70年代リバイバルというのは、ロックに限らず(ファッションなども含めて)あらゆるジャンルでもうすっかり定番化していて、70年代にルーツを持っていることは、アーティストにとっても受け手にとっても、すっかり安心の目印となって久しい。たとえばまもなく新作が発表されるTHE ANSWERなどは、それをとても上手にやっていて頼もしい限りだ。
それに比べ「80年代を真正面から捉えなおす」という行為は、これまであまり行われてこなかったように思う。時間的距離が近すぎてまだ価値が定まっていないというのもあるし、世紀末を席巻したグランジ勢が大仰に80年代を否定してみせた影響が残っていたせいもあるだろう。
だがここへ来て、80年代を堂々と肯定してみせるアーティストが出てきはじめているのは、非常に面白い。何のてらいもなく「DEF LEPPARD大好き!」などと言えるのは、90年代以降のアーティストにはありえなかったことだ。やはり時代は巡るということか。
そしてこのアルバムには、もう一つ明快な特長がある。それは「90年代(=グランジ)の影響を奇跡的に免れている」という点だ。
たとえば、いま彼らとひとくくりにされて語られることの多いNICKELBACKやBLACK STONE CHERRYやSHINEDOWNあたりのアメリカン・ヘヴィ・ロック勢には、80年代アリーナ・ロックの影響とともに、明らかにグランジ/オルタナティヴの重さが宿っている。
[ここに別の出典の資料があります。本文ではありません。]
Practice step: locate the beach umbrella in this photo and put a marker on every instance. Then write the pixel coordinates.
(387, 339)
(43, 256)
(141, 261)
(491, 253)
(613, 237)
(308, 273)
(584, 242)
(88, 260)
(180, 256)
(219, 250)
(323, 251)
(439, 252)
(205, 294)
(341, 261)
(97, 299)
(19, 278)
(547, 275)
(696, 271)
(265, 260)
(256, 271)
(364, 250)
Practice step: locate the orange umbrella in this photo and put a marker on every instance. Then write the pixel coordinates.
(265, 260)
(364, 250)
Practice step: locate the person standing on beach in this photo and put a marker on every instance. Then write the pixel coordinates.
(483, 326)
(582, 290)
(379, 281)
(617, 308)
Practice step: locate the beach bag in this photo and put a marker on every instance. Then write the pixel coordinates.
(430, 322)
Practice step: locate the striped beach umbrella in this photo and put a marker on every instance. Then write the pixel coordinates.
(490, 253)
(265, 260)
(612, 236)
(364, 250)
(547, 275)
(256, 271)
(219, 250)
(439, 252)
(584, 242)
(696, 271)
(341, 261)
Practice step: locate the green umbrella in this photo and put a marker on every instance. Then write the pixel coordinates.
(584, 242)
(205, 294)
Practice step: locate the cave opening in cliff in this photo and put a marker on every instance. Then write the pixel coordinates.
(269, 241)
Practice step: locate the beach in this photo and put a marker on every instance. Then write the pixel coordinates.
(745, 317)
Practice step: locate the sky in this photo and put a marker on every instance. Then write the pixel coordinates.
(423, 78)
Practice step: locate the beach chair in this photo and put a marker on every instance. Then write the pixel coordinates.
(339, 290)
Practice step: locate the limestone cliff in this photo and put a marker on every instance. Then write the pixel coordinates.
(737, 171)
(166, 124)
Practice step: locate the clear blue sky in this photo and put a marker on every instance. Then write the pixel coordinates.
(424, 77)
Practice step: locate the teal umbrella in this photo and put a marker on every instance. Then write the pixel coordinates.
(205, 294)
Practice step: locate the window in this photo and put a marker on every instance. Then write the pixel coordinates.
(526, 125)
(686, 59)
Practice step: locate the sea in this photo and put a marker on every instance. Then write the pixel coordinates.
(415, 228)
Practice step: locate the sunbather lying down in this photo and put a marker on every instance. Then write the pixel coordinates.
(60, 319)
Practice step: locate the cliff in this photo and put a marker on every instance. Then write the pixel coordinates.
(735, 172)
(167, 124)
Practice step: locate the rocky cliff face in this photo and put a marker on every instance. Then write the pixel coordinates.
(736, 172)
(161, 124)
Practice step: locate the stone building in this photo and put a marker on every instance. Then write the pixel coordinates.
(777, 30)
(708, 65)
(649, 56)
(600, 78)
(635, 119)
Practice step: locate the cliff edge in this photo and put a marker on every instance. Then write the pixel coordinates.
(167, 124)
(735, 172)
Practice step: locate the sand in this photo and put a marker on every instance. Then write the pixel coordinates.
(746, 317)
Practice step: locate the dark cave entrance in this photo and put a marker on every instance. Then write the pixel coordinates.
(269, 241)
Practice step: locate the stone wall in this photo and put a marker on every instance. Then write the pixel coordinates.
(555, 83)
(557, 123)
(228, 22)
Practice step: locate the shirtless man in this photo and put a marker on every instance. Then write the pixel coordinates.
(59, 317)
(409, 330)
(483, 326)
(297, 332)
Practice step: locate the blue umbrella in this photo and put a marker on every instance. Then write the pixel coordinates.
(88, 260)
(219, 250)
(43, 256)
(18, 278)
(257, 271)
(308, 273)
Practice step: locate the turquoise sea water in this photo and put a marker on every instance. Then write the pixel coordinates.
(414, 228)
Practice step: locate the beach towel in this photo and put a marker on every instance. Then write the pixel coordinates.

だがCINDER ROADの場合、その手の重さが感じられるのは1stシングルの“Get In Get Out”くらいなもので、基本的に重さや憂鬱さといったものからきれいさっぱり解放されている。どちらが良い悪いという問題ではないが、これは結構珍しいことのように思う。
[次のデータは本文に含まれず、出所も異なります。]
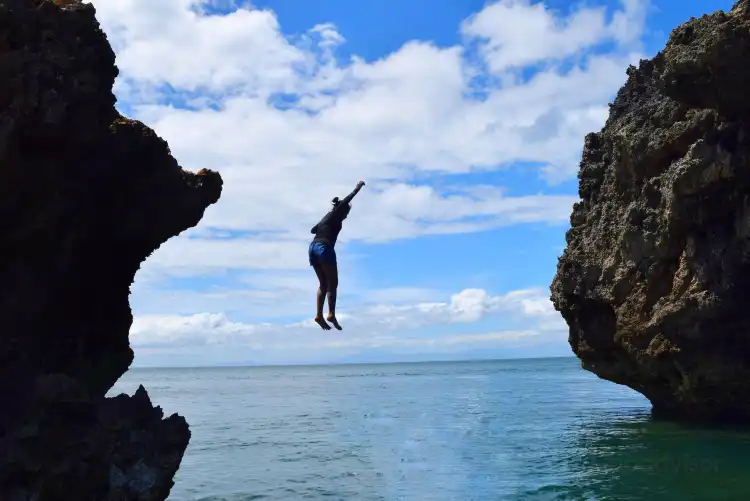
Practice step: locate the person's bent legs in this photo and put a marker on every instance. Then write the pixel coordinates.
(321, 298)
(330, 270)
(315, 252)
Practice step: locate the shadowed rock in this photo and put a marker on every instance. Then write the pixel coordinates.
(85, 196)
(654, 280)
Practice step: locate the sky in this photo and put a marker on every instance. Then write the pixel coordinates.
(465, 118)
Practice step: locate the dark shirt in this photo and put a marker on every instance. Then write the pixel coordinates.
(329, 227)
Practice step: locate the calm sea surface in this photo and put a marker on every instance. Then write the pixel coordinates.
(500, 430)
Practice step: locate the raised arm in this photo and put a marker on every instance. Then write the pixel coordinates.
(351, 195)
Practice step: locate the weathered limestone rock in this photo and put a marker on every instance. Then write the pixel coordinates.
(85, 196)
(655, 278)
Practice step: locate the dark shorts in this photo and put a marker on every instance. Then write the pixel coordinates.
(321, 252)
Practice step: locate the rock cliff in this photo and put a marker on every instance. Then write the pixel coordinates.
(85, 196)
(656, 274)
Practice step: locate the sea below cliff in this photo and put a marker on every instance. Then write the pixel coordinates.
(541, 429)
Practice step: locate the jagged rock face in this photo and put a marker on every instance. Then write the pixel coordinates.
(654, 280)
(86, 195)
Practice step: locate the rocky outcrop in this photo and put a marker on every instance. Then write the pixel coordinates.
(655, 278)
(85, 196)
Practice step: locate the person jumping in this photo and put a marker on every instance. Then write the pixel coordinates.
(323, 256)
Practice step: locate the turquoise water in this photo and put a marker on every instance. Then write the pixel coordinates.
(500, 430)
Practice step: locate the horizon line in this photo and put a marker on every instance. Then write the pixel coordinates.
(250, 365)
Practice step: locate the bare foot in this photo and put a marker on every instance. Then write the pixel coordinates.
(333, 320)
(322, 323)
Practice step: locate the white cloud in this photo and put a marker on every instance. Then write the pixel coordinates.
(377, 326)
(411, 111)
(290, 125)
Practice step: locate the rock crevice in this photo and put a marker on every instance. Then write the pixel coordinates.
(656, 270)
(86, 196)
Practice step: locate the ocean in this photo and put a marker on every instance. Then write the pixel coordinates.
(541, 429)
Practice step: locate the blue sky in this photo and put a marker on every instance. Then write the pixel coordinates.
(465, 118)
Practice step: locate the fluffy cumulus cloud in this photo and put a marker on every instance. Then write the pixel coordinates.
(289, 124)
(381, 326)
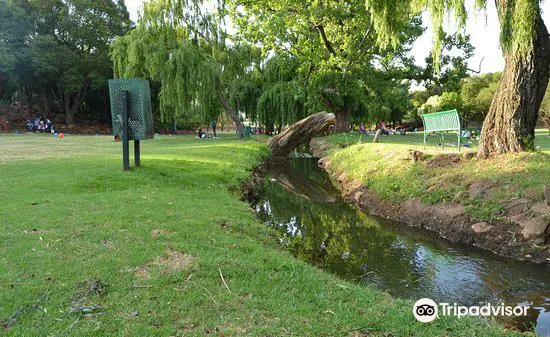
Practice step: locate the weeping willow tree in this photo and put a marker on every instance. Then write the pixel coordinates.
(335, 48)
(183, 45)
(283, 97)
(510, 124)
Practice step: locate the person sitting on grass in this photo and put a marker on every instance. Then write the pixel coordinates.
(41, 126)
(382, 127)
(29, 126)
(48, 126)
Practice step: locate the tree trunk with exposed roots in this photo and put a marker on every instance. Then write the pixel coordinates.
(509, 126)
(300, 133)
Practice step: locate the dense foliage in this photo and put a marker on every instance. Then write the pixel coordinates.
(54, 54)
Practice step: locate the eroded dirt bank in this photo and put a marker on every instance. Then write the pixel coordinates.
(523, 235)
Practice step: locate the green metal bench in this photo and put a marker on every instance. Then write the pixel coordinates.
(441, 122)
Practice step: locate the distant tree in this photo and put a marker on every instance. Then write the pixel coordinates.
(59, 49)
(545, 109)
(452, 68)
(340, 65)
(510, 122)
(184, 46)
(477, 94)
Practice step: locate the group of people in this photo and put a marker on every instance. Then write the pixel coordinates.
(379, 126)
(39, 125)
(203, 134)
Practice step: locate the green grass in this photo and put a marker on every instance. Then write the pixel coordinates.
(386, 169)
(70, 214)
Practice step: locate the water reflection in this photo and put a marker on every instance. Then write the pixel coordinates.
(318, 227)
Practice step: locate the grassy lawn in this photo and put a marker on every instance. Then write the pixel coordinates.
(385, 168)
(90, 250)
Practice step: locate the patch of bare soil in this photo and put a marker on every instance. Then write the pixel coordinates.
(35, 231)
(156, 233)
(444, 160)
(85, 298)
(173, 261)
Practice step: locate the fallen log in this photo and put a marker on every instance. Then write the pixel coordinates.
(300, 133)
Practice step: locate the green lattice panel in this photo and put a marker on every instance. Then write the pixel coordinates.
(139, 107)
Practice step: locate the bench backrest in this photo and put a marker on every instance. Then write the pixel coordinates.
(442, 121)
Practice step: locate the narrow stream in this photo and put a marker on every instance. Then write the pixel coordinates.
(300, 201)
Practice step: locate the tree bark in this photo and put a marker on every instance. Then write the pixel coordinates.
(300, 133)
(234, 115)
(343, 116)
(509, 126)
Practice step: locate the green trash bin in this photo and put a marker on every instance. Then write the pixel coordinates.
(140, 113)
(131, 114)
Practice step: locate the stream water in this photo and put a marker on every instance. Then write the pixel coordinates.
(313, 221)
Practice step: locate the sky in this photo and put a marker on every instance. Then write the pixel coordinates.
(483, 28)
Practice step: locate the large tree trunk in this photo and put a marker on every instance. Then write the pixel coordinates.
(510, 123)
(71, 109)
(300, 133)
(342, 120)
(234, 115)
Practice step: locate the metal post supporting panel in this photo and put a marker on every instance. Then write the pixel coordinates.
(125, 132)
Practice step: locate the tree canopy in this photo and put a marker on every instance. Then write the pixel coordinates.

しかしだからといって、80年代ヘアメタル的享楽感に満ちあふれているかというと、実はそういうわけでもない。むしろメロディは柔らかな憂いを帯びていて、バラード系の落ち着いた曲も多く、感触としてはENUFF Z'NUFFにもっとも近い。あるいはGOO GOO DOLLS、NEVE、THIRD EYE BLINDあたりの、よりポピュラーなアメリカン・ロックにも隣接している。ところでENUFF Z'NUFFはともかく、上記3バンドがことごとく日本のHRファンから無視されていたのは未だに信じがたいが、いずれも日本人好みの素晴らしいハード・ロックを鳴らしているので、CINDER ROADが気に入った人はぜひ聴いてみてほしい。
これは文句なしにメロディ愛好者必聴の名盤である。